17. The Jimi Hendrix Experience, 'Purple Haze'
Producer: Chas Chandler
Released: March '67, Reprise
8 weeks; No. 65
It is one of the unforgettable opening riffs in rock: a ferocious, stomping guitar march, scarred with fuzz and built around the dissonant "devil's interval" of the tritone. And it launched not one but two revolutions: late-Sixties psychedelia and the unprecedented genius of Jimi Hendrix. For the first time, Hendrix, bassist Noel Redding and drummer Mitch Mitchell got to show off their acrobatic onstage chemistry on record — and they somehow managed to condense it to an under-three-minute blaze of overdubbed guitar sorcery. (The first chord of its main riff has come to be known among guitarists as the "Hendrix chord.") The song, which Hendrix wrote on December 26th, 1966, in the dressing room of a London club, also served as a showcase for his brilliant, often contradictory lyrical gifts (boiled down from a much longer initial draft called "Purple Haze — Jesus Saves").

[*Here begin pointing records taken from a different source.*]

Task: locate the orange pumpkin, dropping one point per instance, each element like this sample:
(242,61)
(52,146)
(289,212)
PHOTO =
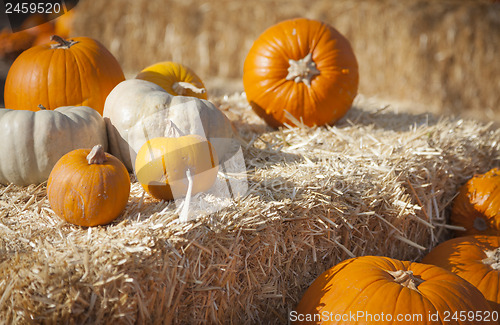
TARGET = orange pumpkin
(175,78)
(12,44)
(304,67)
(385,289)
(37,24)
(76,72)
(88,187)
(477,205)
(475,259)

He spiked the surging rhythmic confidence of the Experience with intimate pictorial tension: "Actin' funny, but I don't know why/'Scuse me while I kiss the sky." (Hendrix later said that he had written the lyrics after he'd had a dream in which he could walk underwater.) The Experience recorded "Purple Haze" across a series of sessions in January and February, 1967, experimenting with recording techniques such as the blitzed-out distortion on Hendrix's guitar — when the master tape was sent to their American record label, an enclosed note diligently pointed out that the distorted sound of the song was deliberate. In the closing solo, Hendrix echoed his screaming Strat with an additional shrieking guitar put through a new harmonic-manipulation device called an Octavia and played back at double speed. "Purple Haze" — the opening track on the U.S. version of his debut LP, Are You Experienced? — captured the liberating rush of Day-Glo culture just in time for the Summer of Love.